Prelude in A major, op. 28 no. 7
If you don’t know anything about music? Know this: this piece occupies 1 page of music- 17 musical bars to be exact - it is in short strophic form AAA - has little to no development, because, nothing changes throughout the piece. In contrast, Liszt’s Piano Sonata in B minor is one of the most complex, rigid and structured piano compositions ever written - close to 700 bars to be exact! And yet, Chopin says more poetically in this short piano prelude than Liszt does in his great piano masterpiece. This composition represents miniaturism and poetry like few musical pieces have before it or since.
Your father is a one of Germany’s most successful publishers and a capable novelist. You’re interested in becoming a writer and particularly in the works of Shakespeare, Goethe and Schiller. ...enters the university to study law and ends up with a doctorate in music...typical candidate for someone interested in larger and more complex musical forms - guess again: Schumann is one of the foremost miniaturists of all times, next only to Chopin. Schumann also unknowingly created a literary form known as the novelette ( a name he gave to one of his piano compositions) - longer than a short story, but shorter than a novella - in between the two, so to speak! Of the three composers mentioned in this article, Schumann was the only one who was somewhat interested in large form compositions: he wrote 4 symphonies, a piano concerto, and his famous Manfred Overture, a work which Nietzsche vociferously belittles in his final philosophical oeuvre: Ecce Homo. Regardless, Schumann is one of music’s greatest and most influential composers, few if any will argue his importance and influence as a groundbreaker, even if he was a below par orchestrator.
Traumerei - Kinderszenen op 15
Chopin was the musical poet of all times, few can argue that. However, few piano pieces embody the miniaturist concept like this brief piano piece of Schumann does. Just like the Chopin prelude previously aforementioned, this piece is in strophic form - AAA. Kinderszenen - Scenes of Childhood, are short piano pieces depicting just that - musical ideas of how thing were in one’s youth, hence the title’s namesake. Traumerei is No. 7 of the set - Traumerei is the German word for dream/dreaming.

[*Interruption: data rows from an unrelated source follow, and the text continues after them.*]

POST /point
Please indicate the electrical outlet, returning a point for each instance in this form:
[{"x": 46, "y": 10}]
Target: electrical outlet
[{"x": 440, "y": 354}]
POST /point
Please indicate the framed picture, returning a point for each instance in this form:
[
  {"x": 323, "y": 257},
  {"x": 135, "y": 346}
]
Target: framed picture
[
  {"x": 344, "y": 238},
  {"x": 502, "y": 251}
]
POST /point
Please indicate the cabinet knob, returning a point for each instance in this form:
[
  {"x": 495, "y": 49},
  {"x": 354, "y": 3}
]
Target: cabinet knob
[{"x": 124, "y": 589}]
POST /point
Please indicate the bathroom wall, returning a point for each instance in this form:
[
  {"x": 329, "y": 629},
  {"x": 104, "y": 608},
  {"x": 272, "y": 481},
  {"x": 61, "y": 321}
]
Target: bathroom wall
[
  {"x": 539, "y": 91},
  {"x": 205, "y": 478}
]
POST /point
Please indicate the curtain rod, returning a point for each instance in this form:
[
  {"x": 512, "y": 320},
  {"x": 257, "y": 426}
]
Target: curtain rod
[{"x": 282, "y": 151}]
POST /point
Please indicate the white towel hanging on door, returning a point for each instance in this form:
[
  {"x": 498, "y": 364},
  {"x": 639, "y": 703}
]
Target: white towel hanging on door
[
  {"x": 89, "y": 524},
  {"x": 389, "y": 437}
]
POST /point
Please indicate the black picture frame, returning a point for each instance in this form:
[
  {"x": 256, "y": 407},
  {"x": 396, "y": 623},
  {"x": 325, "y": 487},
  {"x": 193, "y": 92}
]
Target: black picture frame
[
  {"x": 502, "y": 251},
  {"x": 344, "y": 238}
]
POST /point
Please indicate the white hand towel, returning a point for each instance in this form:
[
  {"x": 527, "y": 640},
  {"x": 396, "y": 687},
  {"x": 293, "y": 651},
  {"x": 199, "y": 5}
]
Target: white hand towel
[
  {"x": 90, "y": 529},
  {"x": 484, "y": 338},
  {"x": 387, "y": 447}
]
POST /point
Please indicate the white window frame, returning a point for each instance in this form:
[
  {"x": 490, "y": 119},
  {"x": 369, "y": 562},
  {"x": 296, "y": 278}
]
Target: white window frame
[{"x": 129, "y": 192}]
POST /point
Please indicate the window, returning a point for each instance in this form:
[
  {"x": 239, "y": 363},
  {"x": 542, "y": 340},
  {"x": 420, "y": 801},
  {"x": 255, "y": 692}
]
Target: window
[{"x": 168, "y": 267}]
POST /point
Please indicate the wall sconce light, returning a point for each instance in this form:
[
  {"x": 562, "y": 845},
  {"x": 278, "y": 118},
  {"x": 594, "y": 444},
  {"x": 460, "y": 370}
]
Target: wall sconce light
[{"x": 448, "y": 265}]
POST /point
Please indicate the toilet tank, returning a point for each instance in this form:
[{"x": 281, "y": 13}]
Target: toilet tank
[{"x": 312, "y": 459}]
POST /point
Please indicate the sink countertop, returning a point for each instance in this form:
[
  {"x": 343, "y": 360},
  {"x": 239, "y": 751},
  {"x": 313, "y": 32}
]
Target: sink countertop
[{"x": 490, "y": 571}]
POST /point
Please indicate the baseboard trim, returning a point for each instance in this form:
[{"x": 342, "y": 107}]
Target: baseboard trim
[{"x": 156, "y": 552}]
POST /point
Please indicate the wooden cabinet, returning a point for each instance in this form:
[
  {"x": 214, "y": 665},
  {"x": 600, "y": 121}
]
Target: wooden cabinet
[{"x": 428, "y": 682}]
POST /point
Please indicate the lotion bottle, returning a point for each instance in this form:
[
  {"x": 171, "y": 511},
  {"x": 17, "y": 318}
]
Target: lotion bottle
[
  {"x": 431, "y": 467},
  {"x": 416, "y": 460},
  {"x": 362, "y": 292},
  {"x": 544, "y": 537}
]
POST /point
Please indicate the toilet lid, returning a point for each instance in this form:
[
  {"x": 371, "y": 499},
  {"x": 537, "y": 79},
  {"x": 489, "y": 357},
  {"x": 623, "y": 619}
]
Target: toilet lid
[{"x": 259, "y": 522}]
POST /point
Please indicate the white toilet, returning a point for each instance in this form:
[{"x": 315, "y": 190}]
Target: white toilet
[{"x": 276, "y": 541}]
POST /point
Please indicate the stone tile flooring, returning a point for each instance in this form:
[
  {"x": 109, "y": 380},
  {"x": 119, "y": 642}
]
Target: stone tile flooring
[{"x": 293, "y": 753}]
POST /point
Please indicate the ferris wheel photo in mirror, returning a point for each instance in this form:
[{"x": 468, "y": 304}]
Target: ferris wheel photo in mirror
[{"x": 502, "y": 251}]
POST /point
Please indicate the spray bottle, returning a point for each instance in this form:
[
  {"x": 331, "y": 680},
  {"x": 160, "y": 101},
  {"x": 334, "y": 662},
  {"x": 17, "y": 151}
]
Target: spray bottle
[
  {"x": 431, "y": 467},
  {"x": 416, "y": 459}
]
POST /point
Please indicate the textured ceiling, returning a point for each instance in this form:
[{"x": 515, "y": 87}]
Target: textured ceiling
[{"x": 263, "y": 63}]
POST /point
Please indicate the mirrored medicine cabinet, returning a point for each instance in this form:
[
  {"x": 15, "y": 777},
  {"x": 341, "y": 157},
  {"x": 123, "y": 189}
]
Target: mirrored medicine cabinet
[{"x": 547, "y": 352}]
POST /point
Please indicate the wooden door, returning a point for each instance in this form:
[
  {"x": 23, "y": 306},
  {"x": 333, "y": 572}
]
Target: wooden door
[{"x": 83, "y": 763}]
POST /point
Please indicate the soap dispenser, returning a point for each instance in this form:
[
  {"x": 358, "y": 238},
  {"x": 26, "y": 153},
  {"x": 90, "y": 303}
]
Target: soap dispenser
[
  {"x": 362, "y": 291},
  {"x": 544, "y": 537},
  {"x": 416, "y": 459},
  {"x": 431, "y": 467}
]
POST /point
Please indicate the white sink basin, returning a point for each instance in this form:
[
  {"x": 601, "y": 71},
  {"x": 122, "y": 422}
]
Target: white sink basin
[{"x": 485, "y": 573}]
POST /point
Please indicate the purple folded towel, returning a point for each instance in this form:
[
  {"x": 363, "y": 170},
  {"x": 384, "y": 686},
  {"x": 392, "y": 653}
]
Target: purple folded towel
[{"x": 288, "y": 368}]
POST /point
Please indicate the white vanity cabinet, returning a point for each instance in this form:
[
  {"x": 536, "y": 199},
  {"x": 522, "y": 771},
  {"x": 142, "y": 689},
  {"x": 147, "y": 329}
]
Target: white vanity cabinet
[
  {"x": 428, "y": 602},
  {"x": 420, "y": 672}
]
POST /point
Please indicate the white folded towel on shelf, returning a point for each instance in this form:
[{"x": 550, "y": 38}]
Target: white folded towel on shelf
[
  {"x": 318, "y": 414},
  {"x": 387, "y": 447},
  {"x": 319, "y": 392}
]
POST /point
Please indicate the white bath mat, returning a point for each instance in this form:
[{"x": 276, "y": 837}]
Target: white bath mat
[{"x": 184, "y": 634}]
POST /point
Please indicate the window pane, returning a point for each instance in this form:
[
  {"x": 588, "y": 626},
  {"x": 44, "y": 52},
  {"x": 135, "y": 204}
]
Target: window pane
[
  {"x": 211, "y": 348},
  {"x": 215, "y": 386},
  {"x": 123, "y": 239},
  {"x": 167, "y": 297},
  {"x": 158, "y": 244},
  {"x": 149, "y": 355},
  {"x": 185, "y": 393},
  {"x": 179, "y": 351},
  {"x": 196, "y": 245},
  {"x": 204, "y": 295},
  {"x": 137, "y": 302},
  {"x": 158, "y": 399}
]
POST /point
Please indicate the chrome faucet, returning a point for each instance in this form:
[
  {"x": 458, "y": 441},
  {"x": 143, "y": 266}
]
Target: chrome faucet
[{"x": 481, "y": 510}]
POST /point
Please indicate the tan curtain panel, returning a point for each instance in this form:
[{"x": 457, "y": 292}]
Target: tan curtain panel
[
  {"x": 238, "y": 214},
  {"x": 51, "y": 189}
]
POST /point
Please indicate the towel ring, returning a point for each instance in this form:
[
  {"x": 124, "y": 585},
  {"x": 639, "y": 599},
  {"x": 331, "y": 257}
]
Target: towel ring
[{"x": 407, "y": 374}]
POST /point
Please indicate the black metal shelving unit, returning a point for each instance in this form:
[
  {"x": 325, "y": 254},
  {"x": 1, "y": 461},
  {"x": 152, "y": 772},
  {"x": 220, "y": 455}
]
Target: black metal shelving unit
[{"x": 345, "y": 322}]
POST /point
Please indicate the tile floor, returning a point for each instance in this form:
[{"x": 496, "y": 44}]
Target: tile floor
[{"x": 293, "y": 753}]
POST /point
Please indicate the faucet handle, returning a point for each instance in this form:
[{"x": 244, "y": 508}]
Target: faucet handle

As a composer, Grieg can’t hold a candle to either Chopin nor Schumann; however, Grieg was a much more successful composer during his lifetime than both Chopin and Schumann could have ever hoped to be, not to mention a better orchestrator (e.g. Peer Gynt). All said, he was one of the great miniaturists of all times, not to mention Norway’s greatest composer of the 19th century. Additionally, Greig wrote more miniaturist piano works than both Chopin and Schumann. Grieg’s chief inspiration: Norway’s scenic landscape - there are few like it on earth. Subsequently, Grieg was a more rigid and structured composer than both Chopin and Schumann were - that is to say, he was less innovative and original.... (Trivia: Grieg was a distant relative of the great pianist Glenn Gould)
Six Lyric Pieces, op 52
Lyrical - is an understatement - this is one of Grieg's most beautiful piano compositions - the nocturne (The first piece in this recording) is melodious as can be.